Chlorfenapyr: a new insecticide with novel mode of action can control pyrethroid resistant malaria vectors

Background: Malaria vectors have acquired widespread resistance to many of the currently used insecticides, including synthetic pyrethroids. Hence, there is an urgent need to develop alternative insecticides for effective management of insecticide resistance in malaria vectors. In the present study, chlorfenapyr was evaluated against Anopheles culicifacies and Anopheles stephensi for its possible use in vector control.

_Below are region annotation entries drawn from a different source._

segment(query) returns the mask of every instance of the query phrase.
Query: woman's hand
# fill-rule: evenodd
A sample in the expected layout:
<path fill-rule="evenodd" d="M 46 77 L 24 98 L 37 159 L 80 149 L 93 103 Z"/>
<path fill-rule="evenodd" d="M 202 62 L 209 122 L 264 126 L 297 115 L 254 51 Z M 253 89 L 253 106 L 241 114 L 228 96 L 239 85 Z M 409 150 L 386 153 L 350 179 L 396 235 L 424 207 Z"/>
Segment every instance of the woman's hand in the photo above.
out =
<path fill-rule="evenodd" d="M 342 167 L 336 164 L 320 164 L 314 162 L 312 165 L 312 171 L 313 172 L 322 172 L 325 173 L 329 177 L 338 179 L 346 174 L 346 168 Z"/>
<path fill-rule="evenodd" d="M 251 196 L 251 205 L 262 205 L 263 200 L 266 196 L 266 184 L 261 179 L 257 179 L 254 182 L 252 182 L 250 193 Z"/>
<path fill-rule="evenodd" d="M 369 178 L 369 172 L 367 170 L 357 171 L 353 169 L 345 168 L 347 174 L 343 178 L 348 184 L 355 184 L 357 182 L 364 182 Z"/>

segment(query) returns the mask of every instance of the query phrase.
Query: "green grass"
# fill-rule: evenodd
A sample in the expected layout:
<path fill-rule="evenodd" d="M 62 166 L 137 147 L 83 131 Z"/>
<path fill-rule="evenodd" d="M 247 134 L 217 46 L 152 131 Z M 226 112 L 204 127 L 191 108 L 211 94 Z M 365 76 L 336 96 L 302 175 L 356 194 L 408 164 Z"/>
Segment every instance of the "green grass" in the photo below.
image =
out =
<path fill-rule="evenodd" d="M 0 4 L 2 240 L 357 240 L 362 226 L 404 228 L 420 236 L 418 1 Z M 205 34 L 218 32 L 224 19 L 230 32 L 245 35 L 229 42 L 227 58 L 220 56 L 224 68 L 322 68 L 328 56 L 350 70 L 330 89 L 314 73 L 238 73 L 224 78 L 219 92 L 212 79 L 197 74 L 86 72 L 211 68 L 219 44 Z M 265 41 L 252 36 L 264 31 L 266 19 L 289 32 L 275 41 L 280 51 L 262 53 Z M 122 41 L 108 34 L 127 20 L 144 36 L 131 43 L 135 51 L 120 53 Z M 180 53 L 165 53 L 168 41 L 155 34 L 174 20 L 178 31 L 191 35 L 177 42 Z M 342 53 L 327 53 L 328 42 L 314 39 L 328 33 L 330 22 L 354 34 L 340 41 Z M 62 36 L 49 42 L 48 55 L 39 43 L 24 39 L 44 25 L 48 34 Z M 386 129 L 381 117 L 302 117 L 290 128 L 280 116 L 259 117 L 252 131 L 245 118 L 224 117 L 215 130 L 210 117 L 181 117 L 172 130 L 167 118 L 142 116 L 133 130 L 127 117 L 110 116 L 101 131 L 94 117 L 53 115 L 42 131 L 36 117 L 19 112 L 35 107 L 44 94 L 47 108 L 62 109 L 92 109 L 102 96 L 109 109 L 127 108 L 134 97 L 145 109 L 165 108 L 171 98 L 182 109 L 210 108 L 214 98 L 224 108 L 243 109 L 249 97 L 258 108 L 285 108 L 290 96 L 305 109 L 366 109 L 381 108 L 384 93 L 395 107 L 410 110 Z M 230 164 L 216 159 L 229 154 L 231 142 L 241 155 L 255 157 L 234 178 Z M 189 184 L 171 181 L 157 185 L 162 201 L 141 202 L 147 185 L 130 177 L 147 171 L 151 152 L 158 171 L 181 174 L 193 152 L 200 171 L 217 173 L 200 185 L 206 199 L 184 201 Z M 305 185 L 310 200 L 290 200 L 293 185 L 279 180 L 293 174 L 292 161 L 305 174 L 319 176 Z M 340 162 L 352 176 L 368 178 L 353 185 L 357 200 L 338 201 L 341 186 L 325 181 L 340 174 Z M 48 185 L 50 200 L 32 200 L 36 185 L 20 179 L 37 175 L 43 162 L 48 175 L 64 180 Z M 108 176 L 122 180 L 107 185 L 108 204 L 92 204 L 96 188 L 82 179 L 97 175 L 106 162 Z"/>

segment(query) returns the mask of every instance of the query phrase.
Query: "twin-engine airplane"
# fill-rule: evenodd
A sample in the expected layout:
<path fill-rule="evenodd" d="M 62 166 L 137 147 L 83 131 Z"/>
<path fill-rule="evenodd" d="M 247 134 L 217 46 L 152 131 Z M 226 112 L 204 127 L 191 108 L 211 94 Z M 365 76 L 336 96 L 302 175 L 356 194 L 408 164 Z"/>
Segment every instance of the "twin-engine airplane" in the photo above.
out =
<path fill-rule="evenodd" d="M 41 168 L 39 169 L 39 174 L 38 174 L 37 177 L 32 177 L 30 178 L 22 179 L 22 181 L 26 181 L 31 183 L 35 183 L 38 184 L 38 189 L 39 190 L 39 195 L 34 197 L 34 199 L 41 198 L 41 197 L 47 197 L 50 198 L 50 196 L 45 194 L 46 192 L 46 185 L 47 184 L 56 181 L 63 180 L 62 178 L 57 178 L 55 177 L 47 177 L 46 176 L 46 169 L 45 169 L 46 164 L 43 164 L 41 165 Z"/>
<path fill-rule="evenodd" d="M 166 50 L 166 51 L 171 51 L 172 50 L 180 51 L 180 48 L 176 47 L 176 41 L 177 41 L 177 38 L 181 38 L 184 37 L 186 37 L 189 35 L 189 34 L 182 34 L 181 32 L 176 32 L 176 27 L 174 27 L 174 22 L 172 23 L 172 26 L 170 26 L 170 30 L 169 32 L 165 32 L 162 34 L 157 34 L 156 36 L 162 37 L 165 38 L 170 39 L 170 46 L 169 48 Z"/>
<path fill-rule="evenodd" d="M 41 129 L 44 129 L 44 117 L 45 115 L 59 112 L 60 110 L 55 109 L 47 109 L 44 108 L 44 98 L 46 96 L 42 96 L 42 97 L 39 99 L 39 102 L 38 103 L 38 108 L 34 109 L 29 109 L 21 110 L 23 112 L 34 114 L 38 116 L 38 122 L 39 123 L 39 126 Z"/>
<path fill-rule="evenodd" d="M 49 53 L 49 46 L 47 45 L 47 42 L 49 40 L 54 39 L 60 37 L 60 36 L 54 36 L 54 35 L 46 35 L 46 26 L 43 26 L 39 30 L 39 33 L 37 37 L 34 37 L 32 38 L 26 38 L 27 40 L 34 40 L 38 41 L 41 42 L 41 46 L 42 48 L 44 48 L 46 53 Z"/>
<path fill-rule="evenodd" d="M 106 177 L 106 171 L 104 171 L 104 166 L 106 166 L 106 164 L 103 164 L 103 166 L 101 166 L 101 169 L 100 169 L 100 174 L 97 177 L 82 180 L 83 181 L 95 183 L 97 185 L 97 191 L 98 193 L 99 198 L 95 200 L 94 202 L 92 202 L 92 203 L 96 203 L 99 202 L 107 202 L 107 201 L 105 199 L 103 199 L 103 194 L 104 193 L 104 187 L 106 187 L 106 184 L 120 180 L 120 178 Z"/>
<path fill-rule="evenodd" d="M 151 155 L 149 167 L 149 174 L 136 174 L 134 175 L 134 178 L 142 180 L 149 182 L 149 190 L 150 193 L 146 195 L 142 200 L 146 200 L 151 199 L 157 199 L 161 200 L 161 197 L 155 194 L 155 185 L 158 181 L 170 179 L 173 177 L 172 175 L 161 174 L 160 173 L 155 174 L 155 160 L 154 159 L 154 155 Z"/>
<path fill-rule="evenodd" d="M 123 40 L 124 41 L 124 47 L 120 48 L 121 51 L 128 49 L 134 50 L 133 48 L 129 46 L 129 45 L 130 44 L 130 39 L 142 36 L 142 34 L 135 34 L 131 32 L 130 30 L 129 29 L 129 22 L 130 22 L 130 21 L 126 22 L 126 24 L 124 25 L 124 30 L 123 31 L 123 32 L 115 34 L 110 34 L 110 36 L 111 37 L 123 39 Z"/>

Methods: Efficacy of chlorfenapyr against An. culicifacies and An. stephensi was assessed using adult bioassay tests. In the laboratory, determination of diagnostic dose, assessment of residual activity on different substrates, cross-resistance pattern with different insecticides and potentiation studies using piperonyl butoxide were undertaken by following standard procedures. Potential cross-resistance patterns were assessed on field populations of An. culicifacies.

Results: A dose of 5.0% chlorfenapyr was determined as the diagnostic concentration for assessing susceptibility applying the WHO tube test method in anopheline mosquitoes with 2 h exposure and 48 h holding period. The DDT-resistant/malathion-deltamethrin-susceptible strain of An. culicifacies species C showed higher LD50 and LD99 (0.67 and 2.39% respectively) values than the DDT-malathion-deltamethrin susceptible An. culicifacies species A (0.41 and 2.0% respectively) and An. stephensi strains (0.43 and 2.13% respectively) and there was no statistically significant difference in mortalities among the three mosquito species tested (p > 0.05). Residual activity of chlorfenapyr a.i. of 400 mg/m2 on five fabricated substrates, namely wood, mud, mud+lime, cement and cement + distemper was found to be effective up to 24 weeks against An. culicifacies and up to 34 weeks against An. stephensi. No cross-resistance to DDT, malathion, bendiocarb and deltamethrin was observed with chlorfenapyr in laboratory-reared strains of An. stephensi and field-caught An. culicifacies. Potentiation studies demonstrated the antagonistic effect of PBO.

Conclusion: Laboratory studies with susceptible and resistant strains of An. culicifacies and An. stephensi, coupled with limited field studies with multiple insecticide-resistant An. culicifacies have shown that chlorfenapyr can be a suitable insecticide for malaria vector control, in multiple-insecticide-resistant mosquitoes especially in areas with pyrethroid resistant mosquitoes.